🤖 AI Summary
This work investigates the empirically observed 1/3 power-law scaling in loss convergence during large language model training, a phenomenon whose underlying mechanism has remained unclear. Through theoretical analysis and extensive empirical validation, we demonstrate that this slow convergence arises from an inherent optimization bottleneck in the softmax cross-entropy objective when learning highly peaked distributions—such as those encountered in next-token prediction tasks—where both loss and gradients naturally exhibit power-law decay. By combining simplified analytical models, large-scale language model experiments, and dynamic analyses of loss-gradient trajectories, we provide the first mechanistic explanation for the ubiquitous 1/3 power-law time scaling, showing it is determined by the interplay between the target distribution’s structure and the model architecture, rather than specific data or implementation details. Our findings are consistently validated across diverse models and tasks, offering new insights into neural scaling laws and pathways to improved training efficiency.
📝 Abstract
Training large language models (LLMs) is computationally expensive, partly because the loss exhibits slow power-law convergence whose origin remains debatable.

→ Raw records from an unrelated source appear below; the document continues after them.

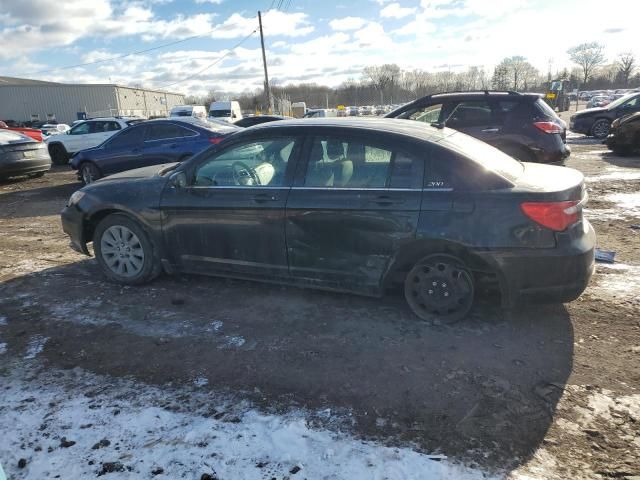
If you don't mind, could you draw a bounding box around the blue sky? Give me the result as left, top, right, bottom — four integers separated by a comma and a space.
0, 0, 640, 95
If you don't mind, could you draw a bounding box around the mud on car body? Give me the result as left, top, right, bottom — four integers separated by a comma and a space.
62, 119, 595, 321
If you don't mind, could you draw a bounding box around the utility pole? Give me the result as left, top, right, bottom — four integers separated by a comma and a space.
258, 10, 273, 113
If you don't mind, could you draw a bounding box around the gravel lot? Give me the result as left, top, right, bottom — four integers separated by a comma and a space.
0, 132, 640, 480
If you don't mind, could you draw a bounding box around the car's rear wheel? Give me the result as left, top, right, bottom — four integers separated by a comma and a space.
49, 143, 69, 165
93, 214, 160, 285
80, 162, 102, 185
404, 254, 475, 323
591, 118, 611, 138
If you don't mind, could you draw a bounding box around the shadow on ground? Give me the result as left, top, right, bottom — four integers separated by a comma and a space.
0, 260, 573, 467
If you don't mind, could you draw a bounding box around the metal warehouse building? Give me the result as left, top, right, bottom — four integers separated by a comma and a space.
0, 77, 184, 123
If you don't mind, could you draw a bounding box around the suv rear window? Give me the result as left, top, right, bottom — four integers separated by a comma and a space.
440, 133, 524, 182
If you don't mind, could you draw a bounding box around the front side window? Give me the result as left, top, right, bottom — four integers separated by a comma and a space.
398, 103, 442, 123
69, 122, 91, 135
145, 123, 190, 141
194, 137, 295, 187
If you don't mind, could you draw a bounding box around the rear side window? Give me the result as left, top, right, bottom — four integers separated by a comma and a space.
446, 100, 492, 128
107, 127, 143, 148
145, 123, 193, 141
304, 137, 424, 189
442, 133, 524, 182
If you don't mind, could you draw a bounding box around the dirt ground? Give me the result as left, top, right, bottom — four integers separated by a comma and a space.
0, 136, 640, 479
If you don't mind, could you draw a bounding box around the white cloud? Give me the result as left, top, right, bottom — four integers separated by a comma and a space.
329, 17, 367, 31
380, 3, 416, 18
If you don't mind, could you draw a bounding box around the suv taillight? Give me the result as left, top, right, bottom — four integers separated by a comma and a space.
520, 201, 580, 232
533, 122, 564, 133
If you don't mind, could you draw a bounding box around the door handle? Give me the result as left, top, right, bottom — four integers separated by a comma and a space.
371, 195, 405, 207
253, 193, 278, 203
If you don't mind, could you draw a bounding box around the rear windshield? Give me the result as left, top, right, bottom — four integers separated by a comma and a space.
209, 110, 231, 118
536, 99, 558, 118
441, 132, 524, 182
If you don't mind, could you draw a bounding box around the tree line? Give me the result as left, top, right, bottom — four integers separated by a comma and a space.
188, 42, 640, 112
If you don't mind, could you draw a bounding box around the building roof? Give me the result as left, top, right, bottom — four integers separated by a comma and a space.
0, 76, 184, 96
0, 76, 62, 86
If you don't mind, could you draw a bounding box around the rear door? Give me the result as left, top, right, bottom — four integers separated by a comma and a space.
286, 130, 424, 293
139, 122, 200, 167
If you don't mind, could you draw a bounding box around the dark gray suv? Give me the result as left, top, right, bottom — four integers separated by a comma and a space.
386, 90, 571, 165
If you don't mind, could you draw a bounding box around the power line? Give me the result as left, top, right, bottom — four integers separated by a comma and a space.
157, 28, 258, 90
24, 25, 231, 75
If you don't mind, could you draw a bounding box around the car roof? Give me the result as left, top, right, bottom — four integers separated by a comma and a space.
246, 117, 455, 142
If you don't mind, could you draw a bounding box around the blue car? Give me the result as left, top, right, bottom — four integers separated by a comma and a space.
69, 117, 241, 185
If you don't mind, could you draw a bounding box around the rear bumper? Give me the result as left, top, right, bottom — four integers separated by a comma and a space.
481, 220, 596, 308
60, 206, 89, 255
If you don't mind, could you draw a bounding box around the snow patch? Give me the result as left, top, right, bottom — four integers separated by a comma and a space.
0, 370, 498, 480
24, 335, 49, 360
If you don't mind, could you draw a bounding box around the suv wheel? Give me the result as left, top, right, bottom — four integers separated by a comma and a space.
404, 255, 474, 323
93, 213, 160, 285
80, 162, 102, 185
49, 143, 69, 165
591, 118, 611, 138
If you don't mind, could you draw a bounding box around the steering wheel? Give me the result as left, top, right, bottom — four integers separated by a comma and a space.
231, 161, 260, 185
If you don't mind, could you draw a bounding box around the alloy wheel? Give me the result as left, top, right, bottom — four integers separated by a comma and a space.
100, 225, 145, 278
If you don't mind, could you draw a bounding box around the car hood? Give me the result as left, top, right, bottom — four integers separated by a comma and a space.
96, 162, 178, 183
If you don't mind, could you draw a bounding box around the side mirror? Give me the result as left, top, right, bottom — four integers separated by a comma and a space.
169, 172, 187, 189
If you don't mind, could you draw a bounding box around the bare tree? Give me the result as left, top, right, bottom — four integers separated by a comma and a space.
616, 52, 636, 87
567, 42, 605, 85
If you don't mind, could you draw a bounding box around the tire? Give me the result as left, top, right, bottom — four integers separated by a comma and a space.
49, 143, 69, 165
93, 213, 161, 285
591, 118, 611, 139
78, 162, 102, 185
404, 254, 475, 324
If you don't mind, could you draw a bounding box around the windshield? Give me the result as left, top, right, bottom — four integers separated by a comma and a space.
209, 110, 231, 118
442, 132, 524, 182
607, 93, 638, 110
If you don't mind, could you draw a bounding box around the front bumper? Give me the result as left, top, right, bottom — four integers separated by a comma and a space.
0, 157, 51, 178
60, 206, 90, 255
481, 219, 596, 308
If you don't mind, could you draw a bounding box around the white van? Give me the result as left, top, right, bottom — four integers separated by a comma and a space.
169, 105, 207, 119
304, 108, 338, 118
209, 100, 242, 123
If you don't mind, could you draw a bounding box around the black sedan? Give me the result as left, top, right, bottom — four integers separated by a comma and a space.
0, 130, 51, 179
569, 93, 640, 138
62, 119, 596, 321
70, 117, 239, 185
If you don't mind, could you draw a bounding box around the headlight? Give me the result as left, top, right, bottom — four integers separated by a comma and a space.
67, 190, 84, 207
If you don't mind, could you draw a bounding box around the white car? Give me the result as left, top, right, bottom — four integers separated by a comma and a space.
44, 117, 143, 165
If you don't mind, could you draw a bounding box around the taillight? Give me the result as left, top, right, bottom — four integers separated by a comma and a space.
533, 122, 564, 133
520, 201, 580, 232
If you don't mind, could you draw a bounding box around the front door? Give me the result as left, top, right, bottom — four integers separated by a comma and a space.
286, 132, 424, 293
161, 136, 296, 278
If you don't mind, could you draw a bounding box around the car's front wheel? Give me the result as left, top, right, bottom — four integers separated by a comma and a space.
80, 162, 102, 185
591, 118, 611, 138
93, 213, 160, 285
404, 254, 474, 323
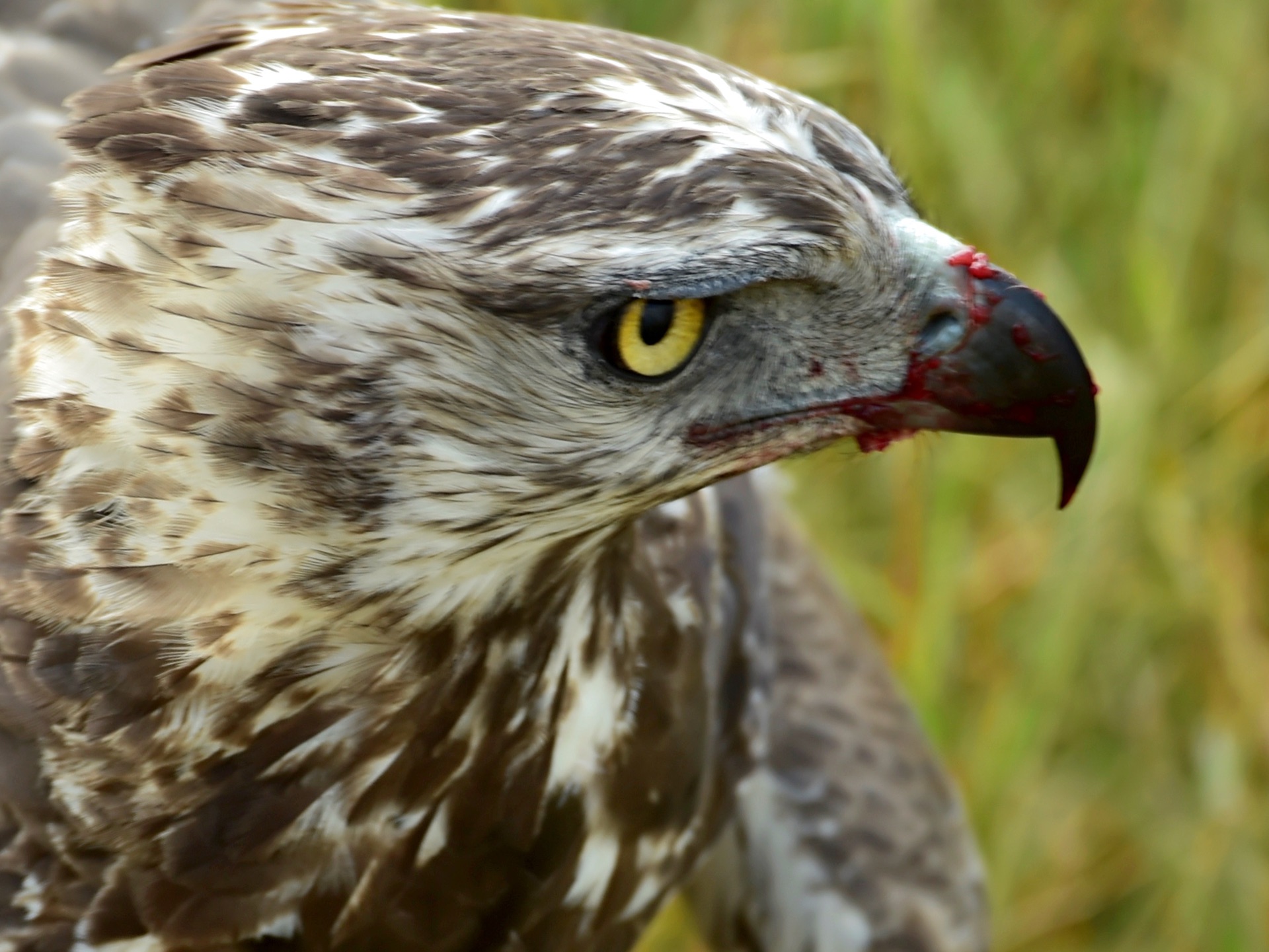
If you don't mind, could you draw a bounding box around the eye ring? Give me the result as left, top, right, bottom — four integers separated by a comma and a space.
603, 298, 708, 379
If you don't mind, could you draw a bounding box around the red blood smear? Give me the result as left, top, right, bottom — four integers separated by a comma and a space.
855, 429, 913, 453
948, 246, 1000, 277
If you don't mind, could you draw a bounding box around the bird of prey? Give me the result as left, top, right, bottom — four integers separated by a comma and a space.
0, 0, 1095, 952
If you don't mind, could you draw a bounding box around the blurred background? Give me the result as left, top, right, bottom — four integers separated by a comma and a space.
469, 0, 1269, 952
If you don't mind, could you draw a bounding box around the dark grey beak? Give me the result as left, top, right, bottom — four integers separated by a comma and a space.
844, 272, 1098, 508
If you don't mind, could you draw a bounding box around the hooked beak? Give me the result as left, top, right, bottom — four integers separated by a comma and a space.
841, 265, 1098, 508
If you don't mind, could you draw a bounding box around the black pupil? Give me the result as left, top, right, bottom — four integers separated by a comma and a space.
638, 301, 674, 348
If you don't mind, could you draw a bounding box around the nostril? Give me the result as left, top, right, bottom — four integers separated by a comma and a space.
916, 308, 964, 357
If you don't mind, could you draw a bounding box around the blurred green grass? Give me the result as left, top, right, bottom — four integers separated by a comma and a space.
439, 0, 1269, 952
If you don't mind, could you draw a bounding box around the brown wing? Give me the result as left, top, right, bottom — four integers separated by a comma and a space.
687, 484, 989, 952
0, 9, 251, 952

Through systematic analysis of toy models and empirical evaluation of LLMs, we show that this behavior can arise intrinsically from the use of softmax and cross-entropy. When learning peaked probability distributions, e.g., next-token distributions, these components yield power-law vanishing losses and gradients, creating a fundamental optimization bottleneck. This ultimately leads to power-law time scaling of the loss with a universal exponent of $1/3$. Our results provide a mechanistic explanation for observed neural scaling and suggest new directions for improving LLM training efficiency.